"when A.P. testing began in 1956, memorization was not yet a dirty word"In theory, the new A.P. courses are going to replace "memorization" with "critical thinking."
Rethinking Advanced Placement
By CHRISTOPHER DREW
Published: January 7, 2011
In reality, critical thinking depends on memorization: you can't think critically without something to think about, and that something has to be stored in long-term memory. If you're going to think critically, you have to know (i.e. remember) what you're thinking about.
What happens when you try to think critically about a subject without memorizing its terms and concepts first?
What happens is that you can think about 4 items at most. That is the number of new, discrete elements you can hold in conscious, "working memory"* at one time. Four. And four may be pushing it.
Of course, when it comes to critical thinking, 4 is a tiny number. Experts think critically about far more elements at one time; being able to think about a vast amount of complex material is pretty much the definition of an expert, as a matter of fact:
The sine qua non of skilled cognitive performance is the ability to access large amounts of domain specific information [i.e. knowledge]. For example, it is estimated that chess masters have access to as many as 100,000 familiar configurations of chess pieces (Chase & Simon, 1973). As another example, in order to make sense of what he or she is reading, a reader must have access to information gained from previously read text.
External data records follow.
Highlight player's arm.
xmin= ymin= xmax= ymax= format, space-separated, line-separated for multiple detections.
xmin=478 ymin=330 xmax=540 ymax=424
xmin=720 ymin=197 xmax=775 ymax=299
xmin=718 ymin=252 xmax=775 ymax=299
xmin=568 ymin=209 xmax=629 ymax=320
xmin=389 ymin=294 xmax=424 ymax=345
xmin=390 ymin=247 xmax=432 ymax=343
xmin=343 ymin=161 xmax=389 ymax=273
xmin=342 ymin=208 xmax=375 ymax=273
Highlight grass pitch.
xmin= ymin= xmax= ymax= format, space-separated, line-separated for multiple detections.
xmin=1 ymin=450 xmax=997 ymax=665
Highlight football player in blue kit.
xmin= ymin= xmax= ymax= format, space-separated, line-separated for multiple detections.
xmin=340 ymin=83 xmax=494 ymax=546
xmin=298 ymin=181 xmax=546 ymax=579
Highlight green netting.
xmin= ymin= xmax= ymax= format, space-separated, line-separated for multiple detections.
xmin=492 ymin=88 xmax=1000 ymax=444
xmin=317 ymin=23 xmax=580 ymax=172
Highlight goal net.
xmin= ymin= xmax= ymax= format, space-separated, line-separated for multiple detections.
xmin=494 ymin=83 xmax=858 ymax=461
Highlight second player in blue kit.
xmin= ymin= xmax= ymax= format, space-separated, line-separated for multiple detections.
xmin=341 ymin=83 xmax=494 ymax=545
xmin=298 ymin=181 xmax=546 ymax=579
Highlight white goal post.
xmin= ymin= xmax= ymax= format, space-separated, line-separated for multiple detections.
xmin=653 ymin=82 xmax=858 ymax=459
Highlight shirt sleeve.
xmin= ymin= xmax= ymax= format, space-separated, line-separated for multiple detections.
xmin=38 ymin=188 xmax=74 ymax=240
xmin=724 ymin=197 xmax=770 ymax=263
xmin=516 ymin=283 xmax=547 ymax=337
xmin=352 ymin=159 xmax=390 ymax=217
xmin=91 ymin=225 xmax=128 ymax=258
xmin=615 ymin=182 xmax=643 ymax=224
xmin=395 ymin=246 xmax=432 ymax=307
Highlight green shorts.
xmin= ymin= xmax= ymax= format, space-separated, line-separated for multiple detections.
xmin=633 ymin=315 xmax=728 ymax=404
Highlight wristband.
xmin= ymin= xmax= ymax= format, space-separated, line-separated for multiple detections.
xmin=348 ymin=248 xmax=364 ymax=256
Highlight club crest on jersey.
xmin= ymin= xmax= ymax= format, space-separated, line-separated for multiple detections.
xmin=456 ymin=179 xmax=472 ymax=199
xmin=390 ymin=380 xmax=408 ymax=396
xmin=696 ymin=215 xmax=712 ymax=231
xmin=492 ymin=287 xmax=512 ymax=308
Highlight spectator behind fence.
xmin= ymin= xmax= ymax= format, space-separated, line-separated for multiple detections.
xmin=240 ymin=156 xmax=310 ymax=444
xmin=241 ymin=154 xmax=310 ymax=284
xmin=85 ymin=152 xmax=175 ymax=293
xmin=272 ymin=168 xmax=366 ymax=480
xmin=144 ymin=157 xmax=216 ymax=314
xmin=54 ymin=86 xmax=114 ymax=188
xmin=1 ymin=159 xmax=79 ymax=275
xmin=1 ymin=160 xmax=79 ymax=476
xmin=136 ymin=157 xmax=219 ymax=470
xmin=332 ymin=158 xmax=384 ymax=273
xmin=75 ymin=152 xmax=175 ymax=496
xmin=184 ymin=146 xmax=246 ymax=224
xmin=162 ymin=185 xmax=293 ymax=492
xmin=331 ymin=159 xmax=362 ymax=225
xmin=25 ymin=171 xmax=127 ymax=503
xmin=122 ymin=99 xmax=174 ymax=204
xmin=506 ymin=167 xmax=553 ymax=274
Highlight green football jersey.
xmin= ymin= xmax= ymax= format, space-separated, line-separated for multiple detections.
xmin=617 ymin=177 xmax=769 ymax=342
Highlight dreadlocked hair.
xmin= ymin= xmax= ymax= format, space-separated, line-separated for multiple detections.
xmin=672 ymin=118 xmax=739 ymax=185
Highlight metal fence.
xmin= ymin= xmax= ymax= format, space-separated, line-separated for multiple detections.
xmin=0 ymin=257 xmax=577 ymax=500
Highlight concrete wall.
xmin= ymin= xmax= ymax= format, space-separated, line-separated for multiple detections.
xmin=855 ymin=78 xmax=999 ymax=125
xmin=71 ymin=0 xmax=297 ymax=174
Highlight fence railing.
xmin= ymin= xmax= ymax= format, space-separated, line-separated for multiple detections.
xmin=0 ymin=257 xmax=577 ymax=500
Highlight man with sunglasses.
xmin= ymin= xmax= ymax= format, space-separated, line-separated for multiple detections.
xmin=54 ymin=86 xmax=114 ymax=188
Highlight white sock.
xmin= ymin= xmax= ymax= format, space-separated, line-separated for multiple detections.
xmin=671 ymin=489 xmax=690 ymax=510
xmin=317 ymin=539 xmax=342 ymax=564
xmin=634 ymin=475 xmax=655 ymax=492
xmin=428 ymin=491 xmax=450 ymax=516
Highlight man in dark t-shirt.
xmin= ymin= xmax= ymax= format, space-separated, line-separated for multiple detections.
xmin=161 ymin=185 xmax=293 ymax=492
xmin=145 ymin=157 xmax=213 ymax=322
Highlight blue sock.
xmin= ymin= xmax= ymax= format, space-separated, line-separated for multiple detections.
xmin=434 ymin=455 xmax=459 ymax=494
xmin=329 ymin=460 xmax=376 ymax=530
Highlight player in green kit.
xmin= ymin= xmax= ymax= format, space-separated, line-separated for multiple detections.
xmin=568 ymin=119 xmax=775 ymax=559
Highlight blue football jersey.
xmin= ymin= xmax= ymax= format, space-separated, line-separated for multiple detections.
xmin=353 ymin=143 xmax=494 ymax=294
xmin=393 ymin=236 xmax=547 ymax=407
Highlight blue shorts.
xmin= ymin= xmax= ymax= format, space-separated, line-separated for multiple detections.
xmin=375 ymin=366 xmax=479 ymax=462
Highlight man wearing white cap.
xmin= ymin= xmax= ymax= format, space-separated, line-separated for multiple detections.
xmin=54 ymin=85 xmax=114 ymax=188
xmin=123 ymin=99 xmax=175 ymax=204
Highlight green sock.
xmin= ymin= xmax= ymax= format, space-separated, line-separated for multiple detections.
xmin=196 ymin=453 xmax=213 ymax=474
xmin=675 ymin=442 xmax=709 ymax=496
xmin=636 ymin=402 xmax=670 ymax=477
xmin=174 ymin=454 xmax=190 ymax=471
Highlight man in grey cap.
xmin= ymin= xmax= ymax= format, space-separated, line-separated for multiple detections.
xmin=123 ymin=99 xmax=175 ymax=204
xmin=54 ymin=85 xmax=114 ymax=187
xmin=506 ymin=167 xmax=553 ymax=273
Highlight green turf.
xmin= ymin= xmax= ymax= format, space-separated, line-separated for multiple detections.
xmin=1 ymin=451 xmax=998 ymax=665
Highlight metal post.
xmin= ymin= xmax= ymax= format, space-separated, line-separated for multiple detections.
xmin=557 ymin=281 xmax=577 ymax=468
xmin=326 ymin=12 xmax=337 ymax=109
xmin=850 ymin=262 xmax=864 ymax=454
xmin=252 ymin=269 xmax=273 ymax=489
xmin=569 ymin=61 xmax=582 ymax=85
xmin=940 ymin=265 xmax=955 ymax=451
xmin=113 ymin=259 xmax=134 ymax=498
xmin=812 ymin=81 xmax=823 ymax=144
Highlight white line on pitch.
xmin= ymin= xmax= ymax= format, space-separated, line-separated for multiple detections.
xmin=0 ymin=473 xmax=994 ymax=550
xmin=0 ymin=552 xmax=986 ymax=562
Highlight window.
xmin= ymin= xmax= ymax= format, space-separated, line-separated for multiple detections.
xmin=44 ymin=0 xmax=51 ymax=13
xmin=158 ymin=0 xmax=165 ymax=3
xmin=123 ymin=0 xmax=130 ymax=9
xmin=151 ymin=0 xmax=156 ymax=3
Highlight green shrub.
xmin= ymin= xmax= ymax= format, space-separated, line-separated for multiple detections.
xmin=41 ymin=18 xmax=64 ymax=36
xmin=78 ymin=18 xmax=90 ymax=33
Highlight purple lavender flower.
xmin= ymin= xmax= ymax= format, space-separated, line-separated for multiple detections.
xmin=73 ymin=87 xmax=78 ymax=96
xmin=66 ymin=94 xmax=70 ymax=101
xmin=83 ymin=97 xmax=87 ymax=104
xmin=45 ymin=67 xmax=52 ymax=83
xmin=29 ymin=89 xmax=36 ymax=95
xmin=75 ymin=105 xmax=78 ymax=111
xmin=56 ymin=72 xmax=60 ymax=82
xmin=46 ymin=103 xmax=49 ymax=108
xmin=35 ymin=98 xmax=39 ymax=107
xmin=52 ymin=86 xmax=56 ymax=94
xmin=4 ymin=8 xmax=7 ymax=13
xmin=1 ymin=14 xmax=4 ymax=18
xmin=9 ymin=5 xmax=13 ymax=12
This is particularly true when reading complex technical material filled with jargon.
summary of Ericsson, K. A., & Kintsch, W. (1995). Long-term working memory. Psychological Review, 102, 211-245.
David Zach Hambrick, 1998, gt8781a@prism.gatech.edu
basal ganglia lollapalooza
Here's an example from my own life.
As a nonfiction writer, I'm essentially a permanent student: I am constantly trying to write interesting articles and books (mostly books) about material that may be brand-new to me. My current project involves the basal ganglia, which I knew nothing about going in. The vocabulary alone is overwhelming: nucleus accumbens, orbitofrontal circuit, putamen, striatum --- and that's just for starters.
So here's the question. How exactly am I to (a) understand and (b) think critically about a passage that contains these four terms if I haven't memorized what these terms mean and how they are related to each other first?
The answer is: I can't.
If I don't memorize vocabulary, I have to look up the definitions and then try to hold the definitions in mind while also reading and trying to think about what I'm reading.
It can't be done, and the reason I know it can't be done is that I've spent a lot of time trying to do it. I always make the same mistake with each new project I tackle. Somehow I think I can just look things up (Google!) and remember them while I read a complex study or article.
But I can't. No one can. Looking up four new words and remembering four new meanings maxes out working memory. There's no capacity left to read and understand a text using those four new words and four new meanings, let alone think.
I don't know why this is. Logically speaking, shouldn't it take just as much working memory to hold 4 memorized terms in mind as it does to hold 4 non-memorized terms in mind?
The answer is no: knowledge - content stored in long-term memory - extends working memory.
When you know a lot about a subject - when you have a great deal of knowledge stored in long-term memory - you can think about more than just 4 things at once.
blackboards vs PowerPoints
* Working memory is essentially consciousness: it's what you're thinking about and/or remembering right now. When you hold a phone number in memory while dialing it, you're using working memory.